India has called for a meaningful dialogue among all states possessing nuclear weapons to build trust and confidence and for reducing the salience of atomic weapons in international affairs.
"India remains committed to the goal of a nuclear weapons free world and the complete elimination of nuclear weapons consistent with the highest priority accorded to nuclear disarmament," India's Permanent Representative to the UN, Syed Akbaruddin, said in his remarks at the high-level plenary meeting to commemorate and promote the International Day for the Total Elimination of Nuclear Weapons on Tuesday.
He said that this goal can be achieved through a step-by-step process underwritten by a universal commitment and an agreed global and non-discriminatory multilateral framework.

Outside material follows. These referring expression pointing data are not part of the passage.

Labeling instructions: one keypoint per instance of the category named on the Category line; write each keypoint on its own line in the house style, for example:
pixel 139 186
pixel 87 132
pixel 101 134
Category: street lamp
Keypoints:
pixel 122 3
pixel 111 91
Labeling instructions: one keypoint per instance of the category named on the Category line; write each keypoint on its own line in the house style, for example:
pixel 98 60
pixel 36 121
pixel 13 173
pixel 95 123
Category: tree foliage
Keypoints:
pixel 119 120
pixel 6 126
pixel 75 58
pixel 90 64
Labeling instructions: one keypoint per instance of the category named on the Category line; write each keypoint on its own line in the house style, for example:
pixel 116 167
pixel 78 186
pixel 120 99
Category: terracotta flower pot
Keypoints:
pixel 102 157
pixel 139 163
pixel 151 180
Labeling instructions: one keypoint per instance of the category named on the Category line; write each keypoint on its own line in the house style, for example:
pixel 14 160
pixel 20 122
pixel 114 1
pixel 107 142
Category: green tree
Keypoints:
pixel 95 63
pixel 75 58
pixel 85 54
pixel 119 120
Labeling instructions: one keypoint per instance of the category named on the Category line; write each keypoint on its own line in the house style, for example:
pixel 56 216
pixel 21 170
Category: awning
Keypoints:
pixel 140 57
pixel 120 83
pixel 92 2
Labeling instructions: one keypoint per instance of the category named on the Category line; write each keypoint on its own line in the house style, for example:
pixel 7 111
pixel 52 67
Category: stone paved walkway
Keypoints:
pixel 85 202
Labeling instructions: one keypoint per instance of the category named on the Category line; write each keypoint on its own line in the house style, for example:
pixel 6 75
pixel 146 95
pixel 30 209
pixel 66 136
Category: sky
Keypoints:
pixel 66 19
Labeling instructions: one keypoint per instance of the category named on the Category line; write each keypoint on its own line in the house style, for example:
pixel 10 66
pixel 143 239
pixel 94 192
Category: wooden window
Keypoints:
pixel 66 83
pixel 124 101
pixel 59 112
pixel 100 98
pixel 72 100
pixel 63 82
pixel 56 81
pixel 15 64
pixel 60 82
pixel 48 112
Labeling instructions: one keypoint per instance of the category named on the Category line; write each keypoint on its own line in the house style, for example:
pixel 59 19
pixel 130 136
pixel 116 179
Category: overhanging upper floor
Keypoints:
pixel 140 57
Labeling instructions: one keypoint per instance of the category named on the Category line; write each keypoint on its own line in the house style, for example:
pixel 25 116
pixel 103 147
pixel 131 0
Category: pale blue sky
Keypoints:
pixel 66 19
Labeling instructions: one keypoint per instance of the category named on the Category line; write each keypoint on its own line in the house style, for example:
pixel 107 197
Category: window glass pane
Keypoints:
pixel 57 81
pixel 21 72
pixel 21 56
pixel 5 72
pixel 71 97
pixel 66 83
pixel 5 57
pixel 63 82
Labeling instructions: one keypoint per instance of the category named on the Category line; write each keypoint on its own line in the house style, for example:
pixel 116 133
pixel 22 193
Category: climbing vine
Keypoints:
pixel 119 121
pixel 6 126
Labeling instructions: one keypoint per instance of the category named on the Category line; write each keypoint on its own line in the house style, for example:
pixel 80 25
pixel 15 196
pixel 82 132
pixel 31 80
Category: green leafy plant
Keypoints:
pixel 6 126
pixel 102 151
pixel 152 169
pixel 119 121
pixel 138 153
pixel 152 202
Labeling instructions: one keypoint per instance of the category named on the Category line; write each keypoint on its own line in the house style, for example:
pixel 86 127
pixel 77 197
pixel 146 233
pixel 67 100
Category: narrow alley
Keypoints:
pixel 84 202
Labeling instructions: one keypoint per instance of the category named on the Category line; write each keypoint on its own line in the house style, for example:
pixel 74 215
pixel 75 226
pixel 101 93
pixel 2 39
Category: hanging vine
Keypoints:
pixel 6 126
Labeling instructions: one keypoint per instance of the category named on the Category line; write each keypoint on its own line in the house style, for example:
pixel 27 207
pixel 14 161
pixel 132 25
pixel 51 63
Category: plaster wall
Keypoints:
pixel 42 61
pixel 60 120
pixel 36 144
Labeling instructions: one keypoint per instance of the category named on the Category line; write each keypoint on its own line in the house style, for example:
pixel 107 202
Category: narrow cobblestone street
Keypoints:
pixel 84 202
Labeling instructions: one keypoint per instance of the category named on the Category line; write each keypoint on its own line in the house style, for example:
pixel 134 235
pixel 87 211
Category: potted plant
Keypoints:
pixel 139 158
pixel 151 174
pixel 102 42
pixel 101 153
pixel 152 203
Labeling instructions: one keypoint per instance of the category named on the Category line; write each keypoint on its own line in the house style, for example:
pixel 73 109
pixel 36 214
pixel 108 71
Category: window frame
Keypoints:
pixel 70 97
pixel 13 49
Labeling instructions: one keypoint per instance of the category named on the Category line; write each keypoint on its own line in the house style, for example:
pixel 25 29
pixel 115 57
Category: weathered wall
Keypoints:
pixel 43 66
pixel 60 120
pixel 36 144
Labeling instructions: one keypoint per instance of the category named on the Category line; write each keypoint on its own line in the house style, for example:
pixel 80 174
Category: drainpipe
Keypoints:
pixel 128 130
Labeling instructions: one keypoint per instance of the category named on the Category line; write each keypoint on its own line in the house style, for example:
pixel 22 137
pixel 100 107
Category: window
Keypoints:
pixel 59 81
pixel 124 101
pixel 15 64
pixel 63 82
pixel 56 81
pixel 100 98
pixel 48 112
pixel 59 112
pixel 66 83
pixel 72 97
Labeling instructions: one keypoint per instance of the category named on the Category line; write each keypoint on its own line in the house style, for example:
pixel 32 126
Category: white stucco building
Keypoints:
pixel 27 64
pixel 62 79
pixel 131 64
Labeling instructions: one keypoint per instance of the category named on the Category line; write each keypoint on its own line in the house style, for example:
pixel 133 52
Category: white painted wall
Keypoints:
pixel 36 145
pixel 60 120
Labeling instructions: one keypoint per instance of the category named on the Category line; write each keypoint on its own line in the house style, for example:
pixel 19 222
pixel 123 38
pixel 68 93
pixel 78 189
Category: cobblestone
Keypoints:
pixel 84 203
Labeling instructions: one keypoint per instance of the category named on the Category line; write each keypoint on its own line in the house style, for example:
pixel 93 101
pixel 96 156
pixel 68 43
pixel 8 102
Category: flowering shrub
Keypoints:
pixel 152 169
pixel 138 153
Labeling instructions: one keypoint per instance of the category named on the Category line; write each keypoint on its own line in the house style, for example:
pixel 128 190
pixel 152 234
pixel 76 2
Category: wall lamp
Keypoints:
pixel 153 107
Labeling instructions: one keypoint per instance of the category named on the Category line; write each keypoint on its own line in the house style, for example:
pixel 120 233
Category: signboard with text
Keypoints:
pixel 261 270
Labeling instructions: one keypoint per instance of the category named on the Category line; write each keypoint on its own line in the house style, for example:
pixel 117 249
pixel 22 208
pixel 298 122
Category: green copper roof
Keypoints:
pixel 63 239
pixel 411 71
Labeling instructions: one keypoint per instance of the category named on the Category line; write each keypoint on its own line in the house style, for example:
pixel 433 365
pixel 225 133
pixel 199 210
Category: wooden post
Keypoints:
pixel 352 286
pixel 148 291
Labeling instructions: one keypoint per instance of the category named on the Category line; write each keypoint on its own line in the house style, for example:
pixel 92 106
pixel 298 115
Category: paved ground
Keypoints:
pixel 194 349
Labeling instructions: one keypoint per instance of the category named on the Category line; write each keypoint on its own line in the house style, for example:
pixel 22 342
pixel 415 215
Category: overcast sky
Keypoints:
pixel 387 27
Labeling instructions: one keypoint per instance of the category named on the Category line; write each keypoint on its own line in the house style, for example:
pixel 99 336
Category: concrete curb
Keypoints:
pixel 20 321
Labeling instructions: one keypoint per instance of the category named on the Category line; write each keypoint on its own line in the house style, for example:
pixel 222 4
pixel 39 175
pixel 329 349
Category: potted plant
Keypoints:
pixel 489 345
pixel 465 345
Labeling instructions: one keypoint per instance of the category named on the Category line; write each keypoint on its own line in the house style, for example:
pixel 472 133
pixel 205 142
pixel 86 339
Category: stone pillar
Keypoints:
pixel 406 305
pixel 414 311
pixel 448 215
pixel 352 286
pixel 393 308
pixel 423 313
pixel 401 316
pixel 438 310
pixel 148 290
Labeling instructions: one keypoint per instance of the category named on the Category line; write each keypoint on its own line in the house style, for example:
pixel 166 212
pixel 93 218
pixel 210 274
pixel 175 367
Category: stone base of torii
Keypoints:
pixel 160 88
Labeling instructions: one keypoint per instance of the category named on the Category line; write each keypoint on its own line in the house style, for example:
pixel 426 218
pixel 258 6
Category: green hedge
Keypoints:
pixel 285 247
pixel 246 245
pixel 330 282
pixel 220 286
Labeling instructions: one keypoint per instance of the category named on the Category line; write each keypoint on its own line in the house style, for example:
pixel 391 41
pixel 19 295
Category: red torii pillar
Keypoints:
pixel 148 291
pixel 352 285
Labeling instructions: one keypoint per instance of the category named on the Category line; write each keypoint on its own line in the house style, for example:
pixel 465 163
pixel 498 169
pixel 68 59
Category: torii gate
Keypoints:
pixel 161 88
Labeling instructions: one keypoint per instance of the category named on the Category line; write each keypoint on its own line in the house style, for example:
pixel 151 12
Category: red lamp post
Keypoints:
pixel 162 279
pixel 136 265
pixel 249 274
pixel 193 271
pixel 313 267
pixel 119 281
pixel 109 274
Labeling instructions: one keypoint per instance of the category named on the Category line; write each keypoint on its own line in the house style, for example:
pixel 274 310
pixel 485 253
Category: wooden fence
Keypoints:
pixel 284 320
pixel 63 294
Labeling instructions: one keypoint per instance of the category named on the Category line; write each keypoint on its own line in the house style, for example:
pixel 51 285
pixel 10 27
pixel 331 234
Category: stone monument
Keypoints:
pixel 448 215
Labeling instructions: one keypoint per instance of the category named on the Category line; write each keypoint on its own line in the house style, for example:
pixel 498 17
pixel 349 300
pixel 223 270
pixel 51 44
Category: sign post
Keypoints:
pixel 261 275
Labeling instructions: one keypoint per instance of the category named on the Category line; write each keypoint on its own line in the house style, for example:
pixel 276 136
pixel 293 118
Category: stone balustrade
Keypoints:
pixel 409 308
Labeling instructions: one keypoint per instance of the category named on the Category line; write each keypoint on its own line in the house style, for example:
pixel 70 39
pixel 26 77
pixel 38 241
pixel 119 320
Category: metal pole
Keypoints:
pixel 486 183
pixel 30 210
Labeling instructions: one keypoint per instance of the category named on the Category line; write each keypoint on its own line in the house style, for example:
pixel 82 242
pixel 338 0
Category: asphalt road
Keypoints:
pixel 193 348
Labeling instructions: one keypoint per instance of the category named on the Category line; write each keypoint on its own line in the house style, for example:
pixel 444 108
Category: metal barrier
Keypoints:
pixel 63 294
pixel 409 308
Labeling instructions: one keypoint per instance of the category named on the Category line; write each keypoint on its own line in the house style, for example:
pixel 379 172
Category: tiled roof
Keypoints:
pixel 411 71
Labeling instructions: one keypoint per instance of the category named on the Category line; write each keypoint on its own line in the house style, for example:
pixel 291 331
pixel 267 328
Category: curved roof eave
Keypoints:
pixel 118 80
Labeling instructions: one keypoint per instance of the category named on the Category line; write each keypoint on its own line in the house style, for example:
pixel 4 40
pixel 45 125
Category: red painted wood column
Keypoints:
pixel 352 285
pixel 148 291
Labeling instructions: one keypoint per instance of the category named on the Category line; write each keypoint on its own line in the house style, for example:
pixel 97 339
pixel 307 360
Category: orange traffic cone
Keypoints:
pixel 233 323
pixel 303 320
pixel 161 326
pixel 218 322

"There is need for a meaningful dialogue among all states possessing nuclear weapons to build trust and confidence and for reducing the salience of nuclear weapons in international affairs and security doctrines," the Indian diplomat said.
India, he said, considers the Conference on Disarmament -- the world's single multilateral disarmament negotiating forum -- as the appropriate forum for the commencement of negotiations on nuclear disarmament.
Mr Akbaruddin regretted that the conference has been prevented from adopting a programme of work that reflects the international community's desire for progress on nuclear disarmament and nonproliferation in all its aspects.
"For its part, India stands ready to commence negotiations in the Conference on Disarmament on a comprehensive Nuclear Weapons Convention on the lines of the Chemical Weapons Convention, the only comprehensive and internationally verifiable treaty so far banning an entire category of weapons of mass destruction and providing for their elimination," the top Indian diplomat said.
Further, India supports the commencement of negotiations in the Conference on Disarmament on a Fissile Material Cut-off Treaty, he said.
"We believe that increasing restraints on the use of nuclear weapons would reduce the probability of their use whether deliberate, unintentional or accidental, and this process could contribute to the progressive de-legitimisation of nuclear weapons, an essential step for their eventual elimination, as has been the experience for chemical and biological weapons," Mr Akbaruddin said.
Earlier in his remarks, UN Secretary-General Antonio Guterres said the only world that is safe from the use of nuclear weapons is a world that is completely free of the nuclear weapons themselves.
"The goal of such a world is universally held, but of late it has been subject to numerous challenges," he said.
Condemning a series of nuclear and missile tests by North Korea, the UN chief said Pyongyang's "provocative" actions have heightened tensions and highlighted the dangers of proliferation.